Within a single social context, a person tends to play a single role. (Which is why we sometimes feel the need to explicitly announce changes of role: "Putting on my copyeditor hat...") However, that single role tends to be associated with a variety of rights, duties, responsibilities, expectations, privileges, or permissions. Disagreements over the specifics sometimes lead to lawsuits or courtmartials, but for the most part people take fuzziness for granted. However, software doesn't handle fuzziness so well.

From previous experience, we know that untrammeled exposure of tweakable tool-specific permissions will sabotage the ability of normal users to actually do that tweaking. We also know that it encourages bugs, since each tweakable privilege is another variable that should be taken into account by UX walkthroughs and QA testing. Six independently-settable permissions means 64 possible combinations to check.

It would make everyone's life a lot easier if we could mandate a limit of three Sakai-internal roles that all plug-in applications and services use for authorization decisions, with no tool-specific terminology at all. When I survey collaborative frameworks, it's clear that you can go a long way with just three types of person, so long as the types are defined vaguely enough: "Administrator", "Collaborator", and "Participant," say, or (as verbs) "Maintain", "Contribute", and "Access".

Unfortunately I'm not confident Sakai 3 can stick to such a mandate. Sometimes there really do seem to be more than three choices.

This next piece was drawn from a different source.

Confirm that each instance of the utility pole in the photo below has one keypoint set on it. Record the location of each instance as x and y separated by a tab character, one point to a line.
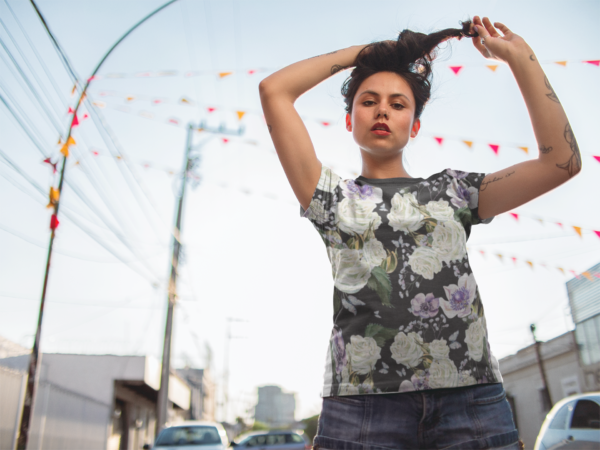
163	393
545	390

  • "Moderator" frequently seems to tip applications past the magic number.
  • In an online discussion board, can a "Participant" create a topic, or only add to a topic thread, or only read? If the answer is "It depends," then we're in trouble.
  • When I'm in the Sakai 2 Gradebook application, I might be someone who "plans and schedule assignments," someone who "decides course grades," someone who "grades any student on any assignment," someone who "grades students who are in my assigned sections," or someone who "receives grades." Here, we deal with the decision by mapping four Gradebook "permissions" against four standard course site roles. The effect is more like mapping framework-role to application-role than like mapping framework-role to application-permissions, which simplifies the QA burden. But it's also a bit of a cheat: if we wanted to support "syllabus authors" who don't give grades, would we need to add another course site role and another Gradebook permission?
  • Speaking of which, OpenSyllabus scenarios differentiate course author from section leader, although this may be an example in which breaking content-chunks out of the site-solo is enough to do the job. (E.g., what makes someone a "course offer" is that they have the Collaborator role in the context of canonical-course-oriented nodes but not in the context of class-section-specific nodes.)
  • Some portfolio scenarios distinguish mentors from other reviewers, collaborators, and viewers.

Writing these out, I notice that the day-to-day scenarios speak in the language of roles, whereas the language of permissions gets used more in exceptional scenarios. We might be able to meet the highest-volume requirements by making a roles list part of the workspace template (as it more-or-less is in Sakai 2) and leveraging the same role-translation mechanism used to integrate with external groups.

Anyway, for now, I'm just watching the problem space.

Appendix: Roles and permissions in Nakamura

As of 2010-05-18

There are only two ways to handle authz in Jackrabbit (and thus in Sling and Nakamura):

  1. Work around normal Jackrabbit access control by temporarily switching to an admin session. For example, a pseudo-privilege mechanism has cropped up in a couple of places already.
  2. Create Jackrabbit ACLs that associate Jackrabbit users and groups with standard JCR permissions. If requirements don't happen to be met by normal ACL inheritance, then components may do extra work behind the scenes to set up standard ACLs where they can be used. For example, site creation cannot be supported by Jackrabbit ACLs alone and Jackrabbit access control does not understand site roles. But by jumping through some hoops, all operations except site creation eventually result in standard Jackrabbit authorization checks.